Great Dalby, which lies some three miles south of Melton Mowbray, has a population approaching 400. St Swithun's Church dates from the 14th century. The primary school dates to 1876 and the Village Hall to 1937.
The Methodists built a Church in the village in 1846 -- adding a school room in 1890.
Burton Lazars is just two miles south east of Melton Mowbray. 'Burtone' (a Saxon name) became 'Burton Saint Lazarus' in 12th century, when Lord Roger de Mowbray established a Leper Hospital to the west of the village -- taking advantage of the local spring and the freshness of the air. The emblem of the Order that ran the hospital was a red cross on a white ground -- possibly the origins of the symbol of the Red Cross. This work continued until 4th May 1544, when the Hospital was disbanded under the dissolution of Henry VIIIth.
The village Church of St James is also believed to have been founded by Roger de Mowbray – though the body of the Church is in the later Norman style.
Unsuccessful attempts were made in 18th century – when spa Towns became popular – to establish Burton Lazars as a place to take the waters.
Royalty, such as the late Duke of Windsor and the Duke of Gloucester, used to frequent point to point racing (until the race course was closed).
Closely connected for over 600 years with the village was the Hartopp family, finally selling their land in the mid-20th century. The village (whose population is now about 450) continues, set on a ridge to the south of Melton, with fine vistas of the farmland around.

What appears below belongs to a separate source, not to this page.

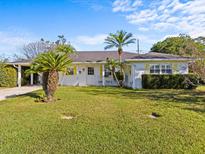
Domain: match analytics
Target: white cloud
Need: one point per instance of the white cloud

Little Dalby is four miles to the south-east of Melton Mowbray and has a population of under one hundred. The Church of St James stands on the hill to the north of the village (from which the photo was taken). In addition to the Church, the Village Farm, Hollies Farm, and the East Lodge to Little Dalby Hall, are all listed buildings. Nichols History of Leicestershire promotes Mrs Orton of Little Dalby as the originator, circa 1720, of Stilton cheese.